When it comes to custody and support, some divorces need experts

When going through a divorce in Missouri, while a spouse will want to consult with an attorney, there may also be other experts involved in a divorce that can help sort out some key issues, like those related to child custody and spousal support. These experts can either be hired by the spouse going through the divorce, or be appointed by the court. An attorney can provide further information on what makes the most sense going forward.

A recent Huffington Post article titled, “Divorce Confidential: Using Experts In Your Divorce,” looked at some of the reasons to bring in an experts.

For example, let’s say a soon-to-be ex-wife is trying to claim a father is an unfit parent who lives a radical lifestyle. However, the father is making the same claims about the mother. This is where a psychological expert may step in to assess the situation. This expert can provide an analysis, while also providing their opinions on the divorce and how the divorce may be affecting the children.

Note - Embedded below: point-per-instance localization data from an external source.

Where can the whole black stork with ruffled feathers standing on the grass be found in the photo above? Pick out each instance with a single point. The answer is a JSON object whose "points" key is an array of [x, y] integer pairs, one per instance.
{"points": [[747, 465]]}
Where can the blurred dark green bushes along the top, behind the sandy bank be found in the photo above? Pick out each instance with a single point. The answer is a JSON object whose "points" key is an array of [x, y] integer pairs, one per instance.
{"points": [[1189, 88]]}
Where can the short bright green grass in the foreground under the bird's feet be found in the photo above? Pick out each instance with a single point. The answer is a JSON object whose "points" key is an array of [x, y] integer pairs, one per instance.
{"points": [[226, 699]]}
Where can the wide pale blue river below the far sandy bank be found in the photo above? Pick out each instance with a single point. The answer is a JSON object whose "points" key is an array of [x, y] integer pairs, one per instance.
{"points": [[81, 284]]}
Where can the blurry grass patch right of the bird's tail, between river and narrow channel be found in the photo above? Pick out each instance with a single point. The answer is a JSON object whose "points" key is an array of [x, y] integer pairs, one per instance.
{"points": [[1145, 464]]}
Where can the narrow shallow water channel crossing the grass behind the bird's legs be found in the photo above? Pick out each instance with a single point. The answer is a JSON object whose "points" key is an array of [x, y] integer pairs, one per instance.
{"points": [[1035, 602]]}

This expert can then provide the courts with recommendations related to child custody and a visitation plan.

An expert can also be called in when there are spousal support questions. For example, let us say a wife is claiming she deserves spousal support since she was a full-time stay-at-home mom. In this case, a vocational expert may be able to come in and assess what the unemployed spouse’s ability is to work now and in the future.

Of course though, these are just two examples of when experts can end up being brought into a divorce. If two spouses owned a business together, this may call for a business valuation expert, while wanting to sell jointly owned property could mean calling in a real estate expert.

An attorney who has experience handling all different types of divorce cases will be able to provide more options and lead a spouse in the direction that makes the most sense.